Politics and the Dancing Body: Haitian voodoo ritual and 'a guitar that kills Fascists'
Through the medium of dance, 20th-century American choreographers created dances that reflected the diverse spectrum of cultural expression. In addition to works made by choreographers Ted Shawn, Lester Horton, Martha Graham and Alvin Ailey that celebrated America’s traditional music, folk and immigrant practices and Native American rituals, choreographers were not afraid to craft political dances that protested injustices or advocated reform.
A Library of Congress exhibition, "Politics and the Dancing Body," explores how American choreographers from World War I through the Cold War realized this vision — using dance to celebrate American culture, to voice social protest and to raise social consciousness.
The exhibition is on view through July 28.
Many choreographers — including Isadora Duncan, Jane Dudley and Sophie Maslow — produced dances that commemorated the ideas of the communist "experiment" established by the newly created Soviet Union after the Russian Revolution of 1917. During the 1930s and 1940s, choreographers Charles Weidman, Erick Hawkins, Daniel Nagrin and members of the New Dance Group, to name a few, asserted their voices against the rise of fascism, the exploitation of workers, homelessness, widespread hunger, unemployment and racism.
In reaction to intensified fears about the spread of communism in the post-World War II era, the United States government sent numerous dance companies throughout the world as vehicles for cultural diplomacy and to counter anti-American sentiment.
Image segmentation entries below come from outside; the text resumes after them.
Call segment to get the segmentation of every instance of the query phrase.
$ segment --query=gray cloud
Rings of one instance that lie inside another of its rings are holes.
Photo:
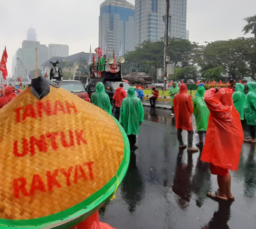
[[[0,53],[6,45],[8,70],[32,24],[41,44],[69,45],[70,54],[98,44],[99,5],[103,0],[10,0],[0,2]],[[134,4],[135,0],[129,1]],[[53,3],[54,4],[53,5]],[[54,11],[51,9],[54,6]],[[243,36],[243,18],[256,13],[255,0],[187,0],[191,40],[227,40]],[[4,18],[4,20],[3,20]],[[249,35],[249,36],[250,36]]]

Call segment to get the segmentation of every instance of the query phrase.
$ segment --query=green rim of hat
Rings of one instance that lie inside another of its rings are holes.
[[[130,146],[127,136],[119,122],[115,118],[113,119],[119,128],[124,144],[124,158],[116,173],[117,176],[87,199],[70,208],[48,216],[32,220],[1,218],[0,228],[68,229],[83,221],[109,202],[115,194],[117,187],[124,179],[130,161]]]

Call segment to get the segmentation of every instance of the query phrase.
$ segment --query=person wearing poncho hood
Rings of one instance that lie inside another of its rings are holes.
[[[173,108],[173,100],[176,95],[178,94],[179,89],[178,84],[176,82],[173,83],[173,87],[169,91],[169,95],[170,96],[170,105],[172,107],[173,113],[170,114],[171,116],[174,116],[174,109]]]
[[[210,110],[208,127],[201,160],[210,163],[211,173],[217,175],[219,190],[207,193],[214,200],[233,201],[229,170],[237,171],[244,140],[239,113],[229,88],[208,90],[204,101]]]
[[[99,82],[96,85],[96,92],[91,95],[92,103],[112,114],[112,107],[109,96],[105,92],[104,84]]]
[[[249,91],[245,98],[244,114],[250,127],[250,138],[244,140],[245,143],[256,144],[256,82],[249,82],[247,83]]]
[[[197,152],[198,149],[193,147],[193,131],[191,115],[194,109],[191,97],[187,93],[187,85],[183,83],[179,88],[179,93],[175,96],[173,100],[175,117],[176,128],[179,144],[179,149],[184,149],[187,145],[184,145],[182,139],[182,131],[187,131],[187,151]]]
[[[197,96],[193,99],[194,115],[195,117],[196,129],[198,133],[199,143],[196,144],[197,147],[204,146],[204,133],[206,133],[208,126],[210,111],[204,100],[205,89],[203,84],[200,84],[197,89]]]
[[[240,120],[244,119],[244,104],[245,104],[245,95],[243,91],[244,86],[242,83],[235,84],[235,92],[233,94],[232,98],[234,106],[240,114]]]
[[[128,136],[131,149],[135,150],[136,135],[139,134],[139,126],[144,118],[144,110],[139,98],[136,97],[135,89],[131,87],[127,92],[127,97],[124,99],[120,110],[119,122]]]

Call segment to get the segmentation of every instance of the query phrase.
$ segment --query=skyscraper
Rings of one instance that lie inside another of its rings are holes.
[[[48,58],[49,59],[53,56],[66,57],[69,56],[69,45],[66,44],[50,44],[48,48],[49,51]]]
[[[135,10],[126,0],[106,0],[100,5],[99,18],[99,46],[107,41],[107,55],[115,50],[118,55],[120,43],[123,54],[134,50]]]
[[[34,28],[30,28],[27,31],[27,40],[32,41],[37,41],[35,30]]]
[[[169,0],[172,16],[168,34],[186,39],[187,0]],[[164,37],[166,0],[135,0],[135,44],[145,40],[160,41]]]

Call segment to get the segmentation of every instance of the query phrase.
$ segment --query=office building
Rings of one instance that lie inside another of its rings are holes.
[[[116,56],[122,44],[122,54],[134,50],[135,9],[126,0],[106,0],[100,5],[99,46],[107,41],[107,55],[115,50]]]
[[[189,40],[189,31],[186,30],[186,40]]]
[[[69,56],[69,45],[66,44],[50,44],[48,49],[49,59],[53,56]]]
[[[32,41],[37,41],[35,30],[34,28],[30,28],[27,31],[27,40]]]
[[[49,50],[48,47],[47,47],[47,46],[46,46],[45,44],[40,44],[39,50],[40,52],[40,56],[39,58],[39,65],[41,66],[42,64],[49,59]],[[42,69],[42,67],[41,67],[41,68]]]
[[[135,0],[135,44],[160,41],[164,36],[165,0]],[[170,0],[168,35],[186,39],[187,0]]]

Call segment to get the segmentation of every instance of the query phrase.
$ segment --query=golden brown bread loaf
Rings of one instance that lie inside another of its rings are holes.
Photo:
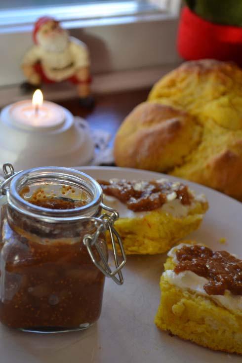
[[[188,179],[242,200],[242,70],[188,62],[155,85],[119,130],[118,166]]]

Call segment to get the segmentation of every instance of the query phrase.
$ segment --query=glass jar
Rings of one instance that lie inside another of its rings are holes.
[[[34,332],[88,327],[101,313],[105,277],[123,282],[125,257],[113,227],[118,213],[102,203],[98,183],[80,171],[40,167],[14,174],[11,164],[3,171],[0,321]],[[113,272],[107,230],[116,266]]]

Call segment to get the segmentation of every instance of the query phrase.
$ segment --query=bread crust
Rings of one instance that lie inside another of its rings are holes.
[[[204,59],[162,77],[121,125],[114,156],[242,201],[242,70]]]

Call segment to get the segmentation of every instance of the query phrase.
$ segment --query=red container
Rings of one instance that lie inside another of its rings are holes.
[[[213,58],[242,66],[242,27],[211,23],[185,7],[180,20],[177,48],[187,60]]]

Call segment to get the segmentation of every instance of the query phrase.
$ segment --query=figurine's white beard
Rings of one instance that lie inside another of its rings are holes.
[[[38,36],[39,44],[49,52],[62,52],[69,42],[69,34],[65,30],[56,33],[54,37],[49,37],[47,39],[41,37],[41,34]]]

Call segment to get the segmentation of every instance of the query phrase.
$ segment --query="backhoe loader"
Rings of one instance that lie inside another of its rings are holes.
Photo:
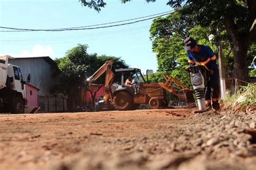
[[[193,90],[174,77],[163,75],[165,82],[149,83],[138,68],[121,68],[115,70],[116,74],[121,74],[121,82],[118,87],[113,86],[115,76],[112,70],[112,60],[108,60],[86,80],[88,89],[97,91],[100,84],[95,82],[105,73],[104,102],[113,105],[118,110],[131,110],[138,108],[140,104],[149,104],[152,109],[166,107],[166,91],[177,96],[181,101],[194,102]],[[125,77],[132,77],[133,86],[124,85]],[[180,87],[179,91],[173,86],[176,83]],[[135,86],[136,85],[136,86]],[[138,91],[136,91],[136,88]],[[136,93],[137,92],[137,93]]]

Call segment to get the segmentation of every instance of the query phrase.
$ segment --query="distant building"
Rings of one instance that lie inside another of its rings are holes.
[[[55,61],[49,56],[40,56],[15,58],[10,60],[9,63],[21,67],[24,76],[25,77],[28,73],[30,74],[30,84],[40,89],[37,95],[38,106],[41,108],[41,112],[67,110],[65,96],[52,96],[50,92],[51,88],[59,81],[58,75],[60,71]],[[30,97],[29,93],[28,97]]]

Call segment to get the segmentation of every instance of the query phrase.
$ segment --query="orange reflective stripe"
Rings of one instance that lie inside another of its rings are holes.
[[[194,60],[188,60],[189,63],[194,63]]]
[[[211,59],[210,58],[207,59],[206,61],[205,61],[204,62],[202,62],[203,63],[206,65],[210,61],[211,61]]]
[[[216,58],[217,58],[216,55],[213,55],[213,56],[212,56],[211,58],[211,60],[212,60],[212,61],[215,60],[216,60]]]
[[[219,98],[212,98],[212,99],[213,102],[217,102],[219,101]]]

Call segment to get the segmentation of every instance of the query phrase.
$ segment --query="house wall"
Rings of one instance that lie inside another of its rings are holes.
[[[37,89],[26,84],[26,98],[28,100],[28,105],[38,107]]]
[[[54,73],[52,67],[45,60],[38,58],[16,58],[9,60],[9,63],[21,67],[23,79],[30,73],[30,84],[41,89],[39,96],[50,95],[50,90],[53,86],[54,77],[51,77]]]

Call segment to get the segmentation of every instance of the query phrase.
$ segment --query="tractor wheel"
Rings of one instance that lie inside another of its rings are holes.
[[[158,109],[161,105],[161,100],[158,98],[151,98],[149,102],[149,104],[151,109]]]
[[[138,108],[139,108],[140,105],[140,103],[133,104],[133,105],[132,106],[132,110],[134,110],[138,109]]]
[[[22,98],[17,97],[14,100],[13,108],[11,109],[12,114],[24,114],[25,104]]]
[[[120,91],[114,96],[114,105],[118,110],[132,109],[133,100],[132,96],[126,91]]]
These tours, which included the American Ballet Theatre, the Martha Graham Dance Company, the Alvin Ailey American Dance Theater and the José Limón Company, continued until the Cold War ended with the fall of the Berlin Wall in 1987 and the collapse of the Soviet Union in 1991.
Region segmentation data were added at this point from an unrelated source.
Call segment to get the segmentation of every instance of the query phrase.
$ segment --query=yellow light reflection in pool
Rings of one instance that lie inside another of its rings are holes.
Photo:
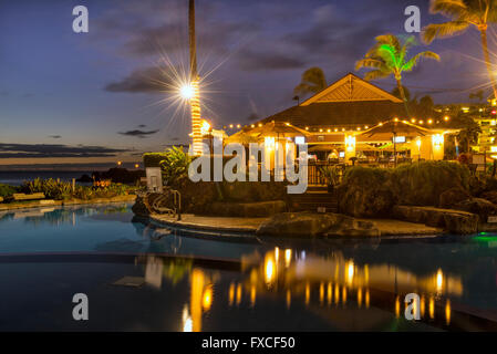
[[[234,299],[235,299],[235,284],[230,283],[229,284],[229,292],[228,292],[229,305],[232,305]]]
[[[266,258],[265,274],[266,274],[266,284],[268,287],[271,287],[272,282],[275,281],[275,261],[271,257]]]
[[[319,284],[319,303],[322,304],[324,300],[324,284],[321,282]]]
[[[213,285],[208,285],[204,290],[204,296],[201,299],[201,306],[204,308],[204,311],[208,311],[211,305],[213,305]]]
[[[358,289],[358,305],[359,305],[359,308],[362,306],[362,289],[361,288]]]
[[[340,302],[340,288],[339,284],[334,284],[334,304],[338,305]]]
[[[436,271],[436,291],[439,293],[444,287],[444,273],[442,273],[442,269]]]
[[[349,264],[346,266],[346,282],[351,284],[353,279],[354,279],[354,262],[350,261]]]
[[[188,306],[185,305],[183,309],[183,332],[191,332],[194,329],[194,322],[191,321],[190,315],[188,314]]]
[[[398,296],[395,298],[395,317],[400,317],[401,316],[401,301],[398,299]]]
[[[342,289],[342,303],[345,304],[346,303],[346,288],[343,287]]]
[[[311,288],[309,283],[306,283],[306,304],[309,304],[309,300],[311,299]]]
[[[284,250],[284,267],[290,267],[290,261],[291,261],[291,249],[286,249]]]
[[[256,305],[256,287],[251,285],[250,287],[250,306],[255,306]]]
[[[451,324],[451,300],[445,304],[445,322]]]
[[[435,300],[433,298],[429,298],[428,312],[429,319],[435,319]]]
[[[421,296],[420,299],[420,314],[422,317],[425,316],[425,298]]]
[[[237,305],[240,303],[241,301],[241,284],[237,285]]]
[[[331,289],[331,282],[328,283],[328,289],[327,290],[328,290],[327,291],[328,304],[330,305],[331,304],[331,296],[332,296],[332,293],[333,293],[333,291]]]

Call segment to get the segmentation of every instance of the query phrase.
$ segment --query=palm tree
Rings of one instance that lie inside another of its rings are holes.
[[[407,60],[407,51],[416,44],[413,35],[404,41],[394,34],[383,34],[375,38],[376,43],[369,50],[363,59],[355,63],[355,70],[361,67],[374,69],[364,75],[364,80],[383,79],[394,75],[397,88],[404,101],[405,112],[410,116],[407,98],[402,86],[402,73],[411,72],[422,58],[429,58],[439,61],[438,54],[429,51],[421,52]]]
[[[451,21],[432,23],[425,27],[423,29],[423,40],[426,43],[431,43],[436,38],[462,34],[472,25],[478,29],[488,76],[494,95],[497,97],[487,42],[488,23],[497,21],[497,3],[495,0],[432,0],[429,11],[451,18]]]
[[[327,88],[327,79],[321,67],[310,67],[302,74],[300,84],[293,88],[296,95],[307,95],[309,93],[318,93]]]

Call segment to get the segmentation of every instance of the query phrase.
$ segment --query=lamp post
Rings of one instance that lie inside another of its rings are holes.
[[[195,0],[189,0],[188,6],[188,34],[190,59],[190,110],[191,110],[191,137],[195,155],[201,155],[201,122],[200,122],[200,91],[197,73],[197,48],[195,42]]]

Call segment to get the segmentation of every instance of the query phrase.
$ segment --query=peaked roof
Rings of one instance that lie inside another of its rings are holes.
[[[411,107],[416,119],[438,118],[441,113]],[[418,112],[420,111],[420,112]],[[300,105],[276,113],[258,123],[271,121],[298,127],[374,125],[398,117],[408,119],[402,100],[355,76],[346,74]]]
[[[301,106],[308,106],[312,103],[356,101],[390,101],[402,103],[400,98],[386,91],[349,73],[323,91],[302,102]]]

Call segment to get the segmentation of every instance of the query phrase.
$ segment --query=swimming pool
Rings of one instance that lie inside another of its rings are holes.
[[[0,331],[496,330],[493,235],[213,240],[123,204],[0,214]],[[421,321],[404,319],[407,293]]]

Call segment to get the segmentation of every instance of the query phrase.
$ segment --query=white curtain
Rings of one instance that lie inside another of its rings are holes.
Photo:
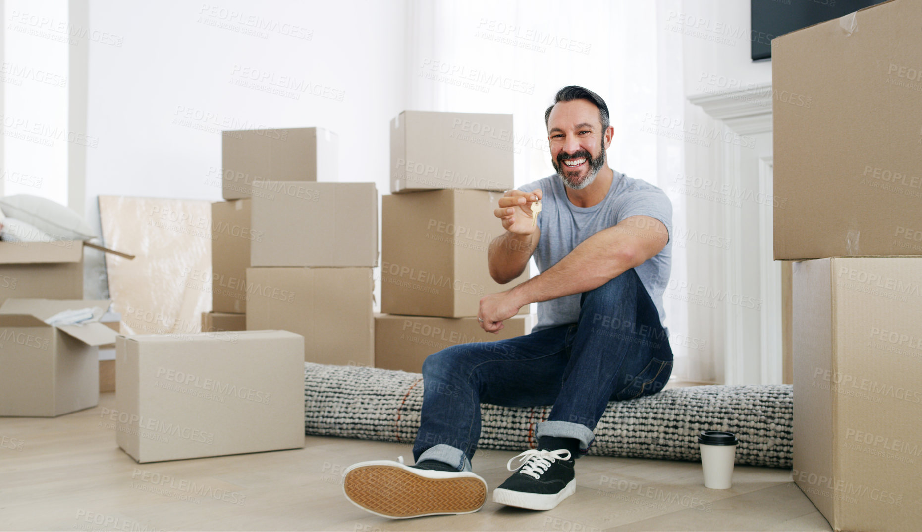
[[[683,113],[682,41],[666,24],[680,4],[410,0],[407,108],[512,112],[519,186],[553,173],[544,110],[560,88],[584,86],[609,104],[615,128],[611,167],[669,194],[673,224],[686,228],[684,197],[668,190],[684,170],[683,143],[655,126],[662,117],[680,120]],[[671,282],[684,286],[684,242],[673,242]],[[681,290],[666,295],[673,375],[713,381],[700,368],[716,367],[715,354],[688,333]]]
This exhibition spotlights the rich dance, music, theater and design collections of the Music Division of the Library of Congress, including the Alvin Ailey Dance Foundation Collection, the Daniel Nagrin Collection, the Erick Hawkins Collection, the Federal Theatre Project Collection, the Martha Graham Collection and Martha Graham Legacy Archive and the New Dance Group Collection, to name a few.
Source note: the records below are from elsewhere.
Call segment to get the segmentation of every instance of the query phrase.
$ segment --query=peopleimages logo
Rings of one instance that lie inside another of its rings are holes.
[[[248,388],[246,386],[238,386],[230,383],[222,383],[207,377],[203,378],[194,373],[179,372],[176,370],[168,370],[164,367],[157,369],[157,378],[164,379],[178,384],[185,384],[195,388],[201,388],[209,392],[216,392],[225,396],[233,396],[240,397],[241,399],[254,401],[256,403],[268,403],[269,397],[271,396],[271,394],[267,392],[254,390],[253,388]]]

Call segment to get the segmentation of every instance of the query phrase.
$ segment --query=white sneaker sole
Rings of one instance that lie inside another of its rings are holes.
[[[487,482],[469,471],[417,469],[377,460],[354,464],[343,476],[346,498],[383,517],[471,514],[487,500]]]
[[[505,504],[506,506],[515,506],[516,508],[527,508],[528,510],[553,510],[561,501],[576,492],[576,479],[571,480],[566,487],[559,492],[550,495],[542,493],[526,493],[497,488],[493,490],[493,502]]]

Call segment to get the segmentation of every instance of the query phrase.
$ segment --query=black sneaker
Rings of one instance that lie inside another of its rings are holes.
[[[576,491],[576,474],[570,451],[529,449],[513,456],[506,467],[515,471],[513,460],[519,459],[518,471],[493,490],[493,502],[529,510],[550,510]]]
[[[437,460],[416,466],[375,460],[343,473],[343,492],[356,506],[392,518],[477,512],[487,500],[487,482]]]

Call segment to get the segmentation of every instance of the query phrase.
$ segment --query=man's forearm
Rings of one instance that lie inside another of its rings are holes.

Featured items include the original invitation from Germany's Third Reich to Martha Graham, asking her to participate in the 1936 Berlin Summer Olympics (which she refused); a page from dancer-choreographer Jane Dudley's FBI file; costume designs for Helen Tamiris' choreography, "How Long Brethren?" from the Federal Theatre Project's 1937 production; photographs from American Ballet Theatre's 1960 trip to the Soviet Union (photographed by official Soviet photographers); set designs by Oliver Smith for "Rodeo" (1942); and rare photographs from the 1930s, including images of Ted Shawn, Lester Horton, Martha Graham and Katherine Dunham.